La notte immagino chilometri e chilometri di biscrome e semibiscrome che mi si attorcigliano al collo come un’anaconda.

Ce la posso fare.

Forse. 

14 pensieri riguardo “Ce la posso fare.

  1. Vedi, è l’anno in più compiuto da poco che ti fa affrontare le prove classiche e di un certo stile….

    🙂

    Silly

  2. Massì fla che ce la fai, il classico è classico…una volta che lo impari ti resta nel sangue (come andare in bicicletta), devi solo mettere un pò d’olio alle rotelle e vecrai che pedalate decise!

    P.S. ma proprio Vivaldi? E’ forse uno dei pochi che non mi è mai piaciuto suonare

  3. Io sono convinta che ce la farai anche meglio di come ti aspetti… Non ti ho mai sentita suonare, ma ho la sensazione che tu suoni prima di tuttocol cuore, ed è quello l’importante, oltre ai virtuosismi senza anima.

    Bacio.

    PS: Ieri serata jazz con pochi intimi, sono rimasta incantata per tutto il tempo. In questi casi mi domando perchè non ho studiato musica…
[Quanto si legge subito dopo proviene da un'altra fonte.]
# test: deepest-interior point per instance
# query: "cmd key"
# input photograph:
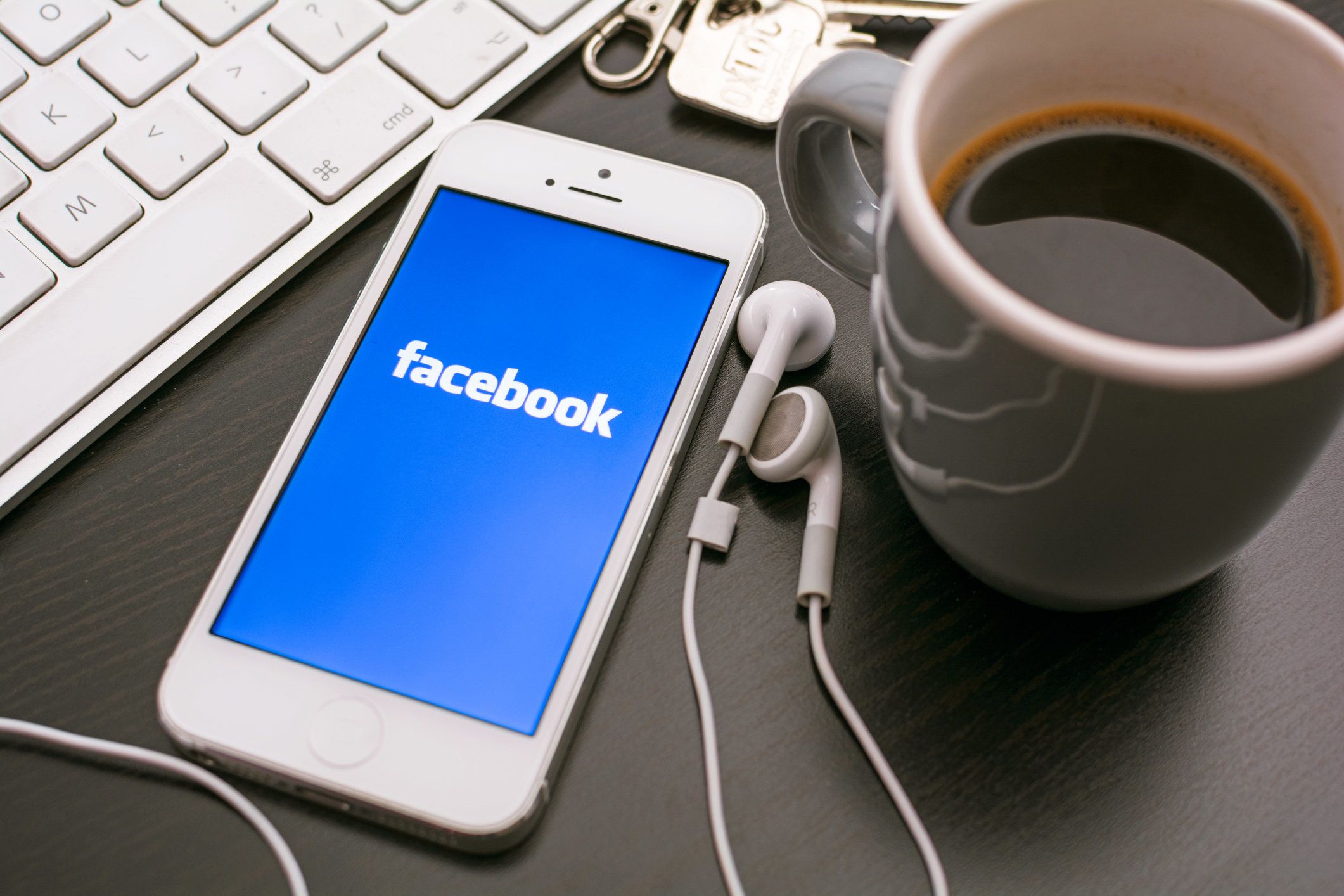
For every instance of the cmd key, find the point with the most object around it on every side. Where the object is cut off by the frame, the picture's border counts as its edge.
(345, 133)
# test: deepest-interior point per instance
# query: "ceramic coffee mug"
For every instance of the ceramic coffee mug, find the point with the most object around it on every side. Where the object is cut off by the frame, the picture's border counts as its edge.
(1059, 464)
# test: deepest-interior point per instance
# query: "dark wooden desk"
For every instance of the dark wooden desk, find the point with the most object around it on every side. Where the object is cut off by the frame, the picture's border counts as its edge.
(1191, 746)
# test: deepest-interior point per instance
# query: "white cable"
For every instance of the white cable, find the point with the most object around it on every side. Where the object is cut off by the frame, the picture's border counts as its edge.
(174, 766)
(933, 866)
(713, 782)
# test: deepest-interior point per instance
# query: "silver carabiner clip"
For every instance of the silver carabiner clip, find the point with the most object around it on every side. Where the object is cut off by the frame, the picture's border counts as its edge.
(658, 20)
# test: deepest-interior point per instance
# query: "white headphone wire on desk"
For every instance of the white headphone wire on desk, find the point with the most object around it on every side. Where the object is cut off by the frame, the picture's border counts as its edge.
(708, 735)
(174, 766)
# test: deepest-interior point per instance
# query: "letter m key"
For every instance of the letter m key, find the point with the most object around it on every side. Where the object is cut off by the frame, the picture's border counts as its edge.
(82, 208)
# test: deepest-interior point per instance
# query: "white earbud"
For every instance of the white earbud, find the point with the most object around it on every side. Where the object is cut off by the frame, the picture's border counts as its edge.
(797, 441)
(785, 326)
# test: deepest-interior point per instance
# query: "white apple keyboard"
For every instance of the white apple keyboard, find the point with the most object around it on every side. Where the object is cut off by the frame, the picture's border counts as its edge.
(167, 164)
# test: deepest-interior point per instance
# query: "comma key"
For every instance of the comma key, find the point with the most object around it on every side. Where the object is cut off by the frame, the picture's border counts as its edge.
(343, 135)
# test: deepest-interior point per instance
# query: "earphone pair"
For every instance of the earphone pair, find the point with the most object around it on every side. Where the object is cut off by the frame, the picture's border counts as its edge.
(790, 435)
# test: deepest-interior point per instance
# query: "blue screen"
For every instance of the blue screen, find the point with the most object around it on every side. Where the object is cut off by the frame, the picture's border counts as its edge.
(448, 519)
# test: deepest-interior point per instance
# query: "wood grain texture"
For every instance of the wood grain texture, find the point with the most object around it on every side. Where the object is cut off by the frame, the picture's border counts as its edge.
(1193, 746)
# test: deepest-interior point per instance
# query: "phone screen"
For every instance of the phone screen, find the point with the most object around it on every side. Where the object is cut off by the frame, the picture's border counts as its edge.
(445, 525)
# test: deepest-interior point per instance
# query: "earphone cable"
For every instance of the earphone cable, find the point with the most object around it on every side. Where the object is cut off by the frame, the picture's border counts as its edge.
(172, 766)
(933, 866)
(708, 736)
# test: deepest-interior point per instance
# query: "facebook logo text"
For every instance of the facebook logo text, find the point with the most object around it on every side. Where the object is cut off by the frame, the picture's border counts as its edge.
(504, 391)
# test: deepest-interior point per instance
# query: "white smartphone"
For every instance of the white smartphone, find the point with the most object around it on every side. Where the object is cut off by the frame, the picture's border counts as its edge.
(416, 605)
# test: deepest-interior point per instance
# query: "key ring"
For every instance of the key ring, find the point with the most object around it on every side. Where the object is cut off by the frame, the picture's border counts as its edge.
(658, 20)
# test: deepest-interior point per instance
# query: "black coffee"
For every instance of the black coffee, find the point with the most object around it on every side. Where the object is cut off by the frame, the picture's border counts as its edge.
(1141, 223)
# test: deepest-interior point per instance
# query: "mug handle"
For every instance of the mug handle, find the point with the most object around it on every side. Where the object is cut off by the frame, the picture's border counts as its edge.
(826, 193)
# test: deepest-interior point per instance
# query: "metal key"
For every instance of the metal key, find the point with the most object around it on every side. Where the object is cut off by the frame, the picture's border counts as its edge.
(870, 13)
(745, 66)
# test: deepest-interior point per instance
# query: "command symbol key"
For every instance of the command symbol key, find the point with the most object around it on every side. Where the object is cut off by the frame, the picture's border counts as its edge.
(343, 135)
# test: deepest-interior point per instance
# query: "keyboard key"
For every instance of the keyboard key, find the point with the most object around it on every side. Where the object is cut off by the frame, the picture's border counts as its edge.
(69, 347)
(13, 182)
(542, 15)
(164, 150)
(11, 75)
(248, 86)
(452, 50)
(217, 20)
(53, 118)
(136, 58)
(327, 32)
(80, 214)
(22, 277)
(342, 136)
(48, 29)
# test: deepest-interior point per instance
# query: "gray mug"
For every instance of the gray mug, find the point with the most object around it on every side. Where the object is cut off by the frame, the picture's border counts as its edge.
(1058, 464)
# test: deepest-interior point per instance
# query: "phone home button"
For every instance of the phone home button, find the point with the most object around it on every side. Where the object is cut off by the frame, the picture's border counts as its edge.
(346, 733)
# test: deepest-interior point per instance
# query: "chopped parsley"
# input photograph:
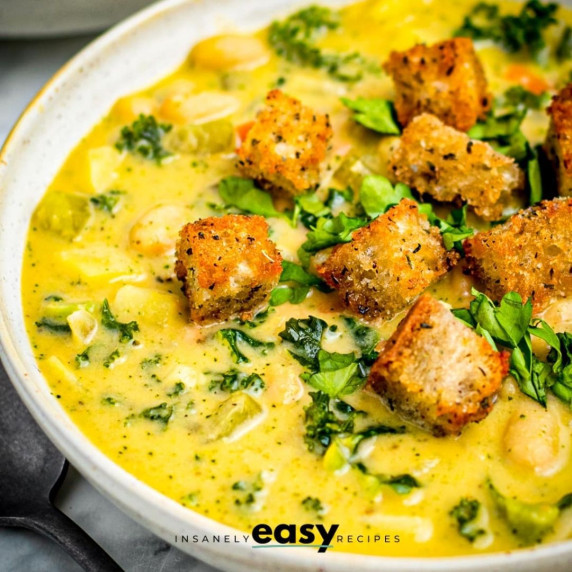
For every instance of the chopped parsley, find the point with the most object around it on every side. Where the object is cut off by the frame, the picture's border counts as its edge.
(522, 32)
(82, 359)
(510, 325)
(235, 380)
(466, 513)
(125, 329)
(245, 196)
(111, 358)
(52, 325)
(296, 284)
(107, 202)
(233, 337)
(144, 137)
(375, 114)
(161, 413)
(295, 38)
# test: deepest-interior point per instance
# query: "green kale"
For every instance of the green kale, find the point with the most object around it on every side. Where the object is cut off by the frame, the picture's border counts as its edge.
(564, 49)
(111, 358)
(125, 329)
(82, 359)
(313, 504)
(233, 336)
(515, 33)
(143, 137)
(295, 37)
(324, 418)
(176, 390)
(245, 196)
(376, 114)
(509, 325)
(107, 202)
(299, 281)
(453, 229)
(235, 380)
(161, 413)
(466, 514)
(401, 484)
(377, 194)
(305, 335)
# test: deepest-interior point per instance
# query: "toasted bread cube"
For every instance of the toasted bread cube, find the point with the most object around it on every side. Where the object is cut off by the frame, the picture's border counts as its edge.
(558, 144)
(285, 146)
(528, 254)
(436, 371)
(388, 263)
(445, 79)
(447, 165)
(228, 266)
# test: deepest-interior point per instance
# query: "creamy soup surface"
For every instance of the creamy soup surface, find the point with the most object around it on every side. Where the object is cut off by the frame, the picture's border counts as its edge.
(146, 395)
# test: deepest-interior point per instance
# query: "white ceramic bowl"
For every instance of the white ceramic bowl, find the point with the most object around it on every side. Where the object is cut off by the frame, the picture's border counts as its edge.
(133, 55)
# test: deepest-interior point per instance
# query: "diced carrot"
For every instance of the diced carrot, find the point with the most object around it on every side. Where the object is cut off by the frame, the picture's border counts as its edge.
(527, 78)
(243, 129)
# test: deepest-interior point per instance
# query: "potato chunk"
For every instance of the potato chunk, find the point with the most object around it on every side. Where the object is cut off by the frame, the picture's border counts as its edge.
(529, 254)
(446, 164)
(445, 79)
(228, 266)
(285, 146)
(437, 372)
(388, 263)
(558, 144)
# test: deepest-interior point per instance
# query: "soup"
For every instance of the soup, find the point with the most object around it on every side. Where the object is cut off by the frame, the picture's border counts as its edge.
(235, 417)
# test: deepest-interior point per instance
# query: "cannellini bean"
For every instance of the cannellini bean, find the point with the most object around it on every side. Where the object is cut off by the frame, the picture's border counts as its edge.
(532, 439)
(156, 232)
(229, 52)
(198, 108)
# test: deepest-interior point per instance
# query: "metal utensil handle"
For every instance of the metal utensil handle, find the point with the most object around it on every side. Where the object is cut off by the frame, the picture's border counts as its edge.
(55, 525)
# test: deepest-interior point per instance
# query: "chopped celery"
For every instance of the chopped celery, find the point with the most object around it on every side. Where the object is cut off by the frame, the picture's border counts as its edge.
(64, 214)
(232, 414)
(206, 138)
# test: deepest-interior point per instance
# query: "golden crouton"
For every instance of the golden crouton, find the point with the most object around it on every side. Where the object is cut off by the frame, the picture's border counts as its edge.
(558, 144)
(436, 371)
(285, 146)
(445, 79)
(446, 164)
(529, 254)
(388, 263)
(228, 266)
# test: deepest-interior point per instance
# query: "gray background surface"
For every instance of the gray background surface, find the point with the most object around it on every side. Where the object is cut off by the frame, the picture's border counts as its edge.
(24, 68)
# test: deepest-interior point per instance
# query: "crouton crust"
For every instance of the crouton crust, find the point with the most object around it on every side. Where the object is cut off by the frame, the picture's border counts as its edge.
(445, 79)
(388, 263)
(529, 254)
(437, 372)
(285, 146)
(447, 165)
(558, 144)
(228, 266)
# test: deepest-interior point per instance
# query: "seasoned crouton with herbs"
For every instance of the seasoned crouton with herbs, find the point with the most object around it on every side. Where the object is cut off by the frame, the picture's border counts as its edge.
(447, 165)
(228, 266)
(286, 145)
(437, 372)
(388, 263)
(445, 79)
(529, 254)
(558, 144)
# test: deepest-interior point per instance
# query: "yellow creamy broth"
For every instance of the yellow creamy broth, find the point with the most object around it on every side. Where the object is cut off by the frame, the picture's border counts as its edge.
(179, 460)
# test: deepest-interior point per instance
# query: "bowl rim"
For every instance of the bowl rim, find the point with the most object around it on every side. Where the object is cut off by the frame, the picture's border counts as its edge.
(126, 491)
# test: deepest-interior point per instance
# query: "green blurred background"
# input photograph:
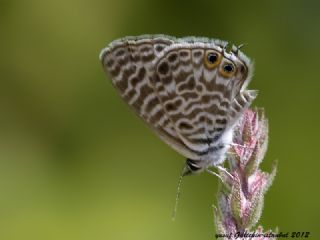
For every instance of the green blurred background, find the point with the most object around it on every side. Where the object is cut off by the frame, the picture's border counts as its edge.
(76, 163)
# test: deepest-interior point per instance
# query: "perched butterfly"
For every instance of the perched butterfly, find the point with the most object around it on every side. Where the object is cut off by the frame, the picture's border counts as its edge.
(191, 91)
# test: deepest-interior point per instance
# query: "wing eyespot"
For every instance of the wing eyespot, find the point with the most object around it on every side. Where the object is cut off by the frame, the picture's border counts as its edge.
(228, 70)
(212, 59)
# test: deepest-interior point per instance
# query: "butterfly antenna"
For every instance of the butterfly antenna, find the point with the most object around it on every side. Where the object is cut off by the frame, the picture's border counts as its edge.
(174, 213)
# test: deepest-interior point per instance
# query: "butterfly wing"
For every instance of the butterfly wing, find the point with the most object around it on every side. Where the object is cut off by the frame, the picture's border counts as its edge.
(129, 63)
(169, 85)
(202, 101)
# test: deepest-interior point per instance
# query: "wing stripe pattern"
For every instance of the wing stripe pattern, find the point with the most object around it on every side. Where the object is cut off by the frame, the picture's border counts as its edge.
(191, 105)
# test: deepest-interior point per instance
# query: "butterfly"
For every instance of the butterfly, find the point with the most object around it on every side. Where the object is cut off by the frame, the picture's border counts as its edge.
(191, 91)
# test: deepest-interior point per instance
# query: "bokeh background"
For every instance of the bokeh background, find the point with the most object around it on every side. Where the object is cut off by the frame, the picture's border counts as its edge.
(76, 163)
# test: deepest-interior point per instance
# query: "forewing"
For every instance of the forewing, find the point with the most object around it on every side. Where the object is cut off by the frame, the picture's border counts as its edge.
(130, 64)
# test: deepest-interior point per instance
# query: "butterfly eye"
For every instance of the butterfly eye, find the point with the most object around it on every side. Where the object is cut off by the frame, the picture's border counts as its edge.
(228, 70)
(212, 59)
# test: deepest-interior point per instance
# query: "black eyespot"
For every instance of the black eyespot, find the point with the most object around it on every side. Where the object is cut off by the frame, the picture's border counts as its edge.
(212, 58)
(228, 68)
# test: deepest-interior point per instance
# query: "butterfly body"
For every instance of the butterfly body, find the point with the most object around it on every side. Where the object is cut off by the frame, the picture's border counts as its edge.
(190, 91)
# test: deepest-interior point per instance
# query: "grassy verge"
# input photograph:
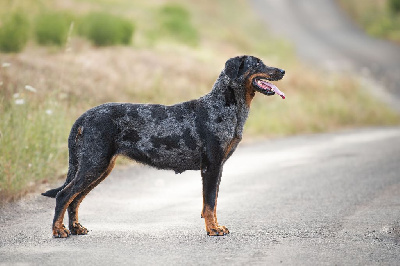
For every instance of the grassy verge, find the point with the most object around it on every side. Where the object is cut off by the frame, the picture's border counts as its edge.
(379, 18)
(165, 68)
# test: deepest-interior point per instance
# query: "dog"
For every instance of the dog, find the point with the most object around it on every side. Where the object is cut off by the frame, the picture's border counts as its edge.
(194, 135)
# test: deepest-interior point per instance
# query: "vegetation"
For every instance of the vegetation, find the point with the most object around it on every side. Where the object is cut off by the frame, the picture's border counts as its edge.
(43, 91)
(14, 32)
(104, 29)
(175, 23)
(379, 18)
(52, 28)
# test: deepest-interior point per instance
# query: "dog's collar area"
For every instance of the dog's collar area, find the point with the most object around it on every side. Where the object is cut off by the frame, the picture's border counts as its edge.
(267, 88)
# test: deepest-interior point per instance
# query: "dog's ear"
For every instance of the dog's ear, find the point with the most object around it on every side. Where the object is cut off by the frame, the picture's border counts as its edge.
(235, 67)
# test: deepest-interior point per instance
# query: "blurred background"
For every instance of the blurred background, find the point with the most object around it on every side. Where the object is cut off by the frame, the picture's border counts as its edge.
(60, 57)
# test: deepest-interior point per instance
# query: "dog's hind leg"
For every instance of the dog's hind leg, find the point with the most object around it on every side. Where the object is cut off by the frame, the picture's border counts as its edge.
(211, 175)
(74, 226)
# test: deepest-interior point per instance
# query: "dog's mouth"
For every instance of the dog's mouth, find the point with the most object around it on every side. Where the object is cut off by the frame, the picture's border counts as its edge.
(267, 88)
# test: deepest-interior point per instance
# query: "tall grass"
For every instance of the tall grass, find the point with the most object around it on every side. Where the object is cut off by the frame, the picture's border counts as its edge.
(175, 23)
(104, 29)
(35, 123)
(32, 140)
(14, 32)
(51, 28)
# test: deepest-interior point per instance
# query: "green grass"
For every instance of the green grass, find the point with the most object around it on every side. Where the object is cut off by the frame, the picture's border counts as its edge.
(14, 32)
(33, 138)
(175, 23)
(105, 29)
(51, 28)
(379, 18)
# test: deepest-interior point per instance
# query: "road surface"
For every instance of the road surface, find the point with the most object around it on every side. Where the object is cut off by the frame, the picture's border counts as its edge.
(325, 37)
(306, 200)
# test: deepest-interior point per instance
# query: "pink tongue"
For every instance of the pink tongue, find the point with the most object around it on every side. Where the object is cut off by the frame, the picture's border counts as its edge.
(276, 90)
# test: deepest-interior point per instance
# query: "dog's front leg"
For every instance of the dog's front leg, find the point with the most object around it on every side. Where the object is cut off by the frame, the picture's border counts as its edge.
(211, 175)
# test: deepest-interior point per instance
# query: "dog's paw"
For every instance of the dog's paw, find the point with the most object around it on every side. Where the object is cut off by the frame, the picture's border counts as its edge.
(217, 231)
(78, 229)
(61, 232)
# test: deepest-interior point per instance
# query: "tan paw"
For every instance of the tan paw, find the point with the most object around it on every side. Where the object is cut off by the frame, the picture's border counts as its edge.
(60, 232)
(78, 229)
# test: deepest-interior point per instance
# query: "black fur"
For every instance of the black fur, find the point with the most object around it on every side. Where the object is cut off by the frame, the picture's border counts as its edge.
(195, 135)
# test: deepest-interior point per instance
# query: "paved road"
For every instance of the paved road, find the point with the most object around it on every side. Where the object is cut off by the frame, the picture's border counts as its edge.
(306, 200)
(325, 37)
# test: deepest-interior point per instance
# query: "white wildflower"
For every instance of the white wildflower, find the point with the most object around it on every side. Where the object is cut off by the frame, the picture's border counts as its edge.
(30, 88)
(19, 101)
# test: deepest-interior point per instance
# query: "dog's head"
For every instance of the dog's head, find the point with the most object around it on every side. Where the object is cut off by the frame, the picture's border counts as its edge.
(250, 73)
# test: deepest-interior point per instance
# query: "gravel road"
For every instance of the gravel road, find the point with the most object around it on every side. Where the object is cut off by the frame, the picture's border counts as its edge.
(306, 200)
(326, 38)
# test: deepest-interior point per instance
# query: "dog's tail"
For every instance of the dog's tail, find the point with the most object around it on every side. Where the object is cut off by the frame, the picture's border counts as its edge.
(52, 193)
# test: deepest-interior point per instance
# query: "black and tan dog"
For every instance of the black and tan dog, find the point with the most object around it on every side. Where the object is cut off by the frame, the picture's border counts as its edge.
(195, 135)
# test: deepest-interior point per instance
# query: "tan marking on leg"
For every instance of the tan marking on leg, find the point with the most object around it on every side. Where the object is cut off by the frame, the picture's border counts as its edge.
(59, 229)
(77, 228)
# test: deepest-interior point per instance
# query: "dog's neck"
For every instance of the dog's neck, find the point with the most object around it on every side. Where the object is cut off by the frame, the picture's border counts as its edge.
(228, 96)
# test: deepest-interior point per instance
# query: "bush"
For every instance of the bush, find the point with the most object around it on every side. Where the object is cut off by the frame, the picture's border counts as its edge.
(52, 28)
(14, 33)
(175, 23)
(104, 29)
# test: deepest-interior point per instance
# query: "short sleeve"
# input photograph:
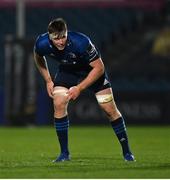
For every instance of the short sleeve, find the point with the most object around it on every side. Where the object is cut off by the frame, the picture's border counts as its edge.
(38, 47)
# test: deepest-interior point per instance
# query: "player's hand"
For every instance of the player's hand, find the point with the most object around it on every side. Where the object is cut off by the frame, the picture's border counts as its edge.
(73, 92)
(50, 88)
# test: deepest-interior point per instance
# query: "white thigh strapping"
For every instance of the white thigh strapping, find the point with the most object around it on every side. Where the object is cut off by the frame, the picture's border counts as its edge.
(104, 98)
(60, 91)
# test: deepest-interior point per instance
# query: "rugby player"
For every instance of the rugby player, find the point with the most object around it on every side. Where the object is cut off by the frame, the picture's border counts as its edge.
(80, 67)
  4. @mata, tu non sai quante volte mi son chiesta perchè non ho fatto la commercialista..

    @eco, e lo so che te ci godi, porka di quella miseria!

    @gatto, ma dai, chi si rivede… mi mancava la tua dolce cattiveria…. pensando a te, vedrai, avrò la grinta giusta!

    @sillyna, ti dirò, più invecchio e più ringiovanisco…

    @sissola, in effetti le dita vanno anche meglio. Questi anni di virtuosismo jazzari hanno sciolto la tecnica senza volerlo. Già va molto meglio. Ma deve andare ancora più meglio.

    Ah, pure io non reggo Vivaldi. Ma c’è pure Piazzolla, Rota, Morricone…programma interessante.

    @cinas, hai assolutamente ragione, le cose improvvisate son quelle che danno più soddisfazioni.

    Eh si che suono col cuore. E’ per questo che sono in panico. Perchè voglio riuscire ad avere i mezzi per mettercelo tutto il cuore.

    Perchè ci saranno i flautagenitori (che non vengono ad un mio concerto da innumerevoli anni), inclusa la sorda madre (che speriamo mi senta). E ci sarà il mio nome in giro per il mio quartiere di nascita, verranno colleghi, amici, nemici. E soprattutto, gente che suona ben meglio di me.

    E’ una cosa complessa.

    La meno tanto, ma non ho paura. E’ solo l’adrenalina, la voglia di voler fare il meglio. Eppure ho suonato in momenti e posti più “rischiosi”, ma non so, stavolta ho il desiderio di mettermi alla prova.

    E’ il primo concerto serio dopo il guado. Sarà questo.

  5. da flautista: note lunghe e vedrai che ce la fai!!!

    jacktisana

  6. Lei, cara Flauta, è ovvio che ce la può fare, quindi il punto è un altro: ce la DEVE fare.

    Altrimenti non sarebbe più Flauta, dovrebbe cambiare nome, guado, blog e quant’altro.

    Nel frattempo, non si sa mai, ma dove e quando si manifesterà il Suo Evento ? sa com’è, dovessi passare da quelle parti …..

    Aspetto una Sua foto con il Flauto d’Oro.

    Marco

  7. A Mestre, perdinci. In piazza Ferretto c’è pure il manifesto, oltre che in vari lochi (giusto per rendere lo sputtanamento più imperioso).

    Se ha voglia di passare, passi. A suo rischio e pericolo..

  8. @errare, magari no, eh?

    @tobyna, la meno tanto, lo so. Ma ogni tanto bisogna imporsi un obiettivo per ravvivare la monotonia della vita moderna. Che al logorio ci pensa il cinar.